David Shimotakahara Reflects on Two Decades of Dance with Groundworks
20 years ago, Groundworks Dance Theater began as a troupe of two people. Today it's one of the premiere dance companies in Northeast Ohio, with founder David Shimotakahara continuing to lead the company.
In 1998, Shimotakara ended his career as principal dancer for Ohio Ballet to begin his own company with fellow Ohio Ballet dancer Amy Miller.
From Heinz Poll, the late founder of Ohio Ballet, Shimotakahara learned how to focus his work despite the challenges he might face as he built the company from scratch.
"The idea of economy and not thinking about lack of resources, but thinking about what that allows us to do given our resources as opposed to it being a compromise or a handicap in some way," Shimotakahara said.
The company was able to keep its budget down early on while still performing critically-acclaimed choreography.
"I had an early board member, Jack Katzenmeyer, who every board meeting he'd say: 'We are a fiscally responsible organization!' He was very determined to impress that on the organization," he said.

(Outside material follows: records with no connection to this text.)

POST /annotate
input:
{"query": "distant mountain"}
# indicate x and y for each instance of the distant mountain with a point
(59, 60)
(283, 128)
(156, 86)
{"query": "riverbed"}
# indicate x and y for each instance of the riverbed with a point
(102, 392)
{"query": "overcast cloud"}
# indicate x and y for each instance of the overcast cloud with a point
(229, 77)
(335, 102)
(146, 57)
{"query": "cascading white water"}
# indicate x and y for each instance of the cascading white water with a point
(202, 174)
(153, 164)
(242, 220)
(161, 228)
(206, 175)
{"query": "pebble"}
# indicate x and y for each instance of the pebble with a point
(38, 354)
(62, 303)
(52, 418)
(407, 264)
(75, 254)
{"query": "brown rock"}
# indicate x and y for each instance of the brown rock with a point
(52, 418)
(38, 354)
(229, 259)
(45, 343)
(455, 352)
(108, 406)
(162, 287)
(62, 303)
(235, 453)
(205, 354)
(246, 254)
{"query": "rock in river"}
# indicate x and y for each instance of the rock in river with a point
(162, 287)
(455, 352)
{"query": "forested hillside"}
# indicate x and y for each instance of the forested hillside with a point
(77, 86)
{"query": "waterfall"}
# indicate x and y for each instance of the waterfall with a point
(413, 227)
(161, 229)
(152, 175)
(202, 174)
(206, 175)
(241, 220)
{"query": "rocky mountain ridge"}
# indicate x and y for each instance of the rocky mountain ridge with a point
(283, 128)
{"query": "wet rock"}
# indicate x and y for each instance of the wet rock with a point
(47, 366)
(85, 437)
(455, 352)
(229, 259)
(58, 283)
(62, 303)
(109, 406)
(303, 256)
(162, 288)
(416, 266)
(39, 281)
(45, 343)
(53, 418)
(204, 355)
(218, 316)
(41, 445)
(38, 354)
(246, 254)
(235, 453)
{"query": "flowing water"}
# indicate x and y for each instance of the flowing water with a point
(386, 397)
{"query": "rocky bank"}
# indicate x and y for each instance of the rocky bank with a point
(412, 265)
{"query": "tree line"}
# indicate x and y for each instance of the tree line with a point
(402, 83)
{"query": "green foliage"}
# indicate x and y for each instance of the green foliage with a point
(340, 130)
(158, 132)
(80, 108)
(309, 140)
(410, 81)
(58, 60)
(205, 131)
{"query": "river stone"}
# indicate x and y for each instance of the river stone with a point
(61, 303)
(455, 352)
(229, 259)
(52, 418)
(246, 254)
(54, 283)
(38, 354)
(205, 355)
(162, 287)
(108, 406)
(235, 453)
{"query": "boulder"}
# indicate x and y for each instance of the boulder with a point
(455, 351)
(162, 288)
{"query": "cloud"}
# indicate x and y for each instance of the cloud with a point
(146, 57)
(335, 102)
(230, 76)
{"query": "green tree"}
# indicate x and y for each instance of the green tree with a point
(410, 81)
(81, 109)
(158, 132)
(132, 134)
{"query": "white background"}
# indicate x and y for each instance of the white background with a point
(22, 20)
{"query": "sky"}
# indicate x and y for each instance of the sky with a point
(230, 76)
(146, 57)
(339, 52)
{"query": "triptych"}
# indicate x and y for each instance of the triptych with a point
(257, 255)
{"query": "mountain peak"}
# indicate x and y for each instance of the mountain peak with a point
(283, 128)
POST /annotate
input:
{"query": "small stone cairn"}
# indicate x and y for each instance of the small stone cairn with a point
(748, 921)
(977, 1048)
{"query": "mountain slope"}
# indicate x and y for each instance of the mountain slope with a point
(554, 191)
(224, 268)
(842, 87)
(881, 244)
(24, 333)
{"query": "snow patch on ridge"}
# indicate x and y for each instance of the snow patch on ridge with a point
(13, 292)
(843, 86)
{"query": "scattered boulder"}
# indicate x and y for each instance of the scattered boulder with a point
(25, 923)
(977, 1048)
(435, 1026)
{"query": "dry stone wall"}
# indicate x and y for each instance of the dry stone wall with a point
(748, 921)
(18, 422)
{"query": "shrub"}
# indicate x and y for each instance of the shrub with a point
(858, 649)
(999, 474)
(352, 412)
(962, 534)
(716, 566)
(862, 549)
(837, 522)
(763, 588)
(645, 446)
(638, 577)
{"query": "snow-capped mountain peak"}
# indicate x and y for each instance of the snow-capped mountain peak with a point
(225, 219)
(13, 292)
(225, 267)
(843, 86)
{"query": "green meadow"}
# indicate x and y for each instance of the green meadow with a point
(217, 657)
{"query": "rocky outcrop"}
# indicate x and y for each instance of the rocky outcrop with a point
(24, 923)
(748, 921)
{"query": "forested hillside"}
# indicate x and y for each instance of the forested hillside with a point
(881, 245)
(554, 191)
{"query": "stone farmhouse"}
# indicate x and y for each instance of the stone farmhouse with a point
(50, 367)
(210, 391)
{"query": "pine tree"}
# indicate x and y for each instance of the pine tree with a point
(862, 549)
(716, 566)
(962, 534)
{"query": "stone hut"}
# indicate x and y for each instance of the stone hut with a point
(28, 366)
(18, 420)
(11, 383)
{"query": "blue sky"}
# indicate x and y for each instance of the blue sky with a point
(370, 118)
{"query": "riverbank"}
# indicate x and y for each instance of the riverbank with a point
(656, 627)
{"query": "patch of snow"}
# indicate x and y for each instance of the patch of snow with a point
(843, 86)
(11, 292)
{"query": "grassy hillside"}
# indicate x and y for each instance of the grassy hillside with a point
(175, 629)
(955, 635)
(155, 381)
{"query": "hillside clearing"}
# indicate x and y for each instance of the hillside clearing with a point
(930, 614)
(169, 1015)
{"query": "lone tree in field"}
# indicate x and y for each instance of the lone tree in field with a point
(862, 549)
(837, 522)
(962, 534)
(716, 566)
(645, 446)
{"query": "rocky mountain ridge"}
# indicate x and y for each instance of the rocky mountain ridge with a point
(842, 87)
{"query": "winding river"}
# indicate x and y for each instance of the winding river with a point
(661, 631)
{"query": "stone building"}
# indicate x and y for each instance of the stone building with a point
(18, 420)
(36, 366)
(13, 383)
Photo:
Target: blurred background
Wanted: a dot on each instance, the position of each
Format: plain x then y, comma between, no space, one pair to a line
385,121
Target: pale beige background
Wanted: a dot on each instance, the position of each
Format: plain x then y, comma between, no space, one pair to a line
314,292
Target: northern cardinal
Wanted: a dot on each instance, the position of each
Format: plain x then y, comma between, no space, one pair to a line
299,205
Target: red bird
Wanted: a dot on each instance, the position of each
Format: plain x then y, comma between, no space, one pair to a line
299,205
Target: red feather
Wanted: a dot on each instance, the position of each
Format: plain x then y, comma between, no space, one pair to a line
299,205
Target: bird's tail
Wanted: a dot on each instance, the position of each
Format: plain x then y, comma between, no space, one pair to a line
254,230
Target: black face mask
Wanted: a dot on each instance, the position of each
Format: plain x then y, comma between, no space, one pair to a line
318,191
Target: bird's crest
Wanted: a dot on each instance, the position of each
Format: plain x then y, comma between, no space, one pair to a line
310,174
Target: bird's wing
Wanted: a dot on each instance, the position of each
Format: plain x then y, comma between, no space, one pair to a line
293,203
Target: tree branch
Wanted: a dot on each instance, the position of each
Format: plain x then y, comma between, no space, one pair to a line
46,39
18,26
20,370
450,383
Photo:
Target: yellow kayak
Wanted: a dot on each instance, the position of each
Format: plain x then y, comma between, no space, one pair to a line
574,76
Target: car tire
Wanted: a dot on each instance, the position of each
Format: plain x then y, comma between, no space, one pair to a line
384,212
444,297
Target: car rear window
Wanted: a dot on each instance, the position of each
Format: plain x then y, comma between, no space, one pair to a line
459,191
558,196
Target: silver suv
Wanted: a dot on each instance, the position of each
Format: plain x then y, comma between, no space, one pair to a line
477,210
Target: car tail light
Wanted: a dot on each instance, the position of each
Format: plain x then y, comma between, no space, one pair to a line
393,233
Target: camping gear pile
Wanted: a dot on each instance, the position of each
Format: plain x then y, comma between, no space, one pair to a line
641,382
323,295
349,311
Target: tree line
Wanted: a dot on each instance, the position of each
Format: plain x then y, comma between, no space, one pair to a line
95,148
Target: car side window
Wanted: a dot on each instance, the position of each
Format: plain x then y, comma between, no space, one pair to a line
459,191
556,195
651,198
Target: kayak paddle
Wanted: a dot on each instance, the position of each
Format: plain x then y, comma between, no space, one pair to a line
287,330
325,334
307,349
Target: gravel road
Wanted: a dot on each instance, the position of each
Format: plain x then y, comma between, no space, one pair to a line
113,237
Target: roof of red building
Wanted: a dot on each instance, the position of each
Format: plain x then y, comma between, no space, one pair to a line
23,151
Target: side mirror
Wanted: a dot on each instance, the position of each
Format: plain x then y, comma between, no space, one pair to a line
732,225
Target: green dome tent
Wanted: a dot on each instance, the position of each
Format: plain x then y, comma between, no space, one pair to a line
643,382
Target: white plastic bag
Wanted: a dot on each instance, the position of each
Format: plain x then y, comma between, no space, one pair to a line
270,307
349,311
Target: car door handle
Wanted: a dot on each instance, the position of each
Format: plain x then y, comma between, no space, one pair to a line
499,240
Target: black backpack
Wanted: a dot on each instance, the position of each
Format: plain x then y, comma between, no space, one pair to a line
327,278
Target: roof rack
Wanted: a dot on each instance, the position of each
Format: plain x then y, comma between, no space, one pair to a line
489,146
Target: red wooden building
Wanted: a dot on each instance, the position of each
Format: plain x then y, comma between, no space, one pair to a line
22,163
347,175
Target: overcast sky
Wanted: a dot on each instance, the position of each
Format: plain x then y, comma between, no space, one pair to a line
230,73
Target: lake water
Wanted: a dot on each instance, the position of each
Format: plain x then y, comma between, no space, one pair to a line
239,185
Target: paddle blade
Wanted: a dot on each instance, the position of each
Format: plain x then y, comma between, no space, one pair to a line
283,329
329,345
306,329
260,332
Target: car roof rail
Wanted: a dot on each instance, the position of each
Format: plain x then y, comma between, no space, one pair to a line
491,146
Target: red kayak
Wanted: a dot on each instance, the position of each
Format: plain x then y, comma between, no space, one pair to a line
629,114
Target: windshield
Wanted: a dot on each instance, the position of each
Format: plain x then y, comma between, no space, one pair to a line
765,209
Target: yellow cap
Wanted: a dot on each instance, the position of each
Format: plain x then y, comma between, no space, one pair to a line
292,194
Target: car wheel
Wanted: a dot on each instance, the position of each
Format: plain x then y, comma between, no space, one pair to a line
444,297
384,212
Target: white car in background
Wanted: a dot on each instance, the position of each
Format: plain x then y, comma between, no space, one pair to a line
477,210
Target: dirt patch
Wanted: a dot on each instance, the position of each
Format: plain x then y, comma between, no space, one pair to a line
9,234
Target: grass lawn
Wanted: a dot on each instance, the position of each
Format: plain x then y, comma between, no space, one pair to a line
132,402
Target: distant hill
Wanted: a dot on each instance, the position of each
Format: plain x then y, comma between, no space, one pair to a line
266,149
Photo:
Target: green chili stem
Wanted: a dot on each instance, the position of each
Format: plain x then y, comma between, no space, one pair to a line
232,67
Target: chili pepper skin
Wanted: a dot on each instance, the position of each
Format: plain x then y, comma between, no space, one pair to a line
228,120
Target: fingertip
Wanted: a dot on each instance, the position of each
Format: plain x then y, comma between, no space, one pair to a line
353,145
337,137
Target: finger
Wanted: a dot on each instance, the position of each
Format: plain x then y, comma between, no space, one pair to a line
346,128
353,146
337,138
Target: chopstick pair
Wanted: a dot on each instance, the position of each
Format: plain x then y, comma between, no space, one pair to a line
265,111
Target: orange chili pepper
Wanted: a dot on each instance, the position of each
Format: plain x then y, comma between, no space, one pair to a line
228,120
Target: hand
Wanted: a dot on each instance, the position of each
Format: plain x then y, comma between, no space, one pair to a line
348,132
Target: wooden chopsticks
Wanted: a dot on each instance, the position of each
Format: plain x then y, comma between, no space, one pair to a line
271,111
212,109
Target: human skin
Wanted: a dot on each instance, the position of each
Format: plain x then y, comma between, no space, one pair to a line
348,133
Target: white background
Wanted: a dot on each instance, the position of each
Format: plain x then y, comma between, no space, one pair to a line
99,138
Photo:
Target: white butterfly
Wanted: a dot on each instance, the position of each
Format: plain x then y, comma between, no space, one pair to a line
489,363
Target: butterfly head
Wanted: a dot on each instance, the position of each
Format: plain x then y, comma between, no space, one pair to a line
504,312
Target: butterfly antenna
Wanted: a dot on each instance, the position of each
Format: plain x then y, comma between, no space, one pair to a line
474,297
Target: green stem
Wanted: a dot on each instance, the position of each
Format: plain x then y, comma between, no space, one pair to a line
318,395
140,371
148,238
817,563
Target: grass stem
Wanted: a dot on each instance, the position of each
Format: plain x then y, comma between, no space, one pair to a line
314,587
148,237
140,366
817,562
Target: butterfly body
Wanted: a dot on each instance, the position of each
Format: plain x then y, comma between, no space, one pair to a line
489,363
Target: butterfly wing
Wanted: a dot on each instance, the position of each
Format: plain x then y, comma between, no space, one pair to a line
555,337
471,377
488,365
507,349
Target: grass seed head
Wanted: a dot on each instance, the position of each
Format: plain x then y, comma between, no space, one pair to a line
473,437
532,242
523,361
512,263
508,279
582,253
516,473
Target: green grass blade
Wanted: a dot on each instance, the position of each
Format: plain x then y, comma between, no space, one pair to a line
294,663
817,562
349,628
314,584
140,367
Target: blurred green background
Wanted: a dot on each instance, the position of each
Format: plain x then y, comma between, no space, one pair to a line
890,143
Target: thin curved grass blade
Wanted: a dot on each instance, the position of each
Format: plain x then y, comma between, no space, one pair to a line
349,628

When Groundworks began, both the Ohio Ballet and Cleveland Ballet were going strong, which made it competitive for foundation dollars.
"We didn't have huge amounts of funding made available to us. We really had to prove ourselves. I'm proud of the way that developed over time, and I think we gained the confidence of the funders because of that approach," he said.
A major milestone came at the 10 year mark when Groundworks made its New York City debut.
"I was so nervous that I couldn't sit in the audience. We were in this tiny little theater on the west side of New York. They had an area upstairs for lighting, so I snuck up there. I was sitting above the audience and the company performed beautifully. At the end we had a standing ovation. That moment I will treasure," he said.
Even though more than half of Groundworks' repertory is Shimotakahara's choreography, he never considered naming the company after himself.
"I thought of the dancers at [the start] much more as colleagues. I still do, but there's of course a huge age difference now (laughs)," he said.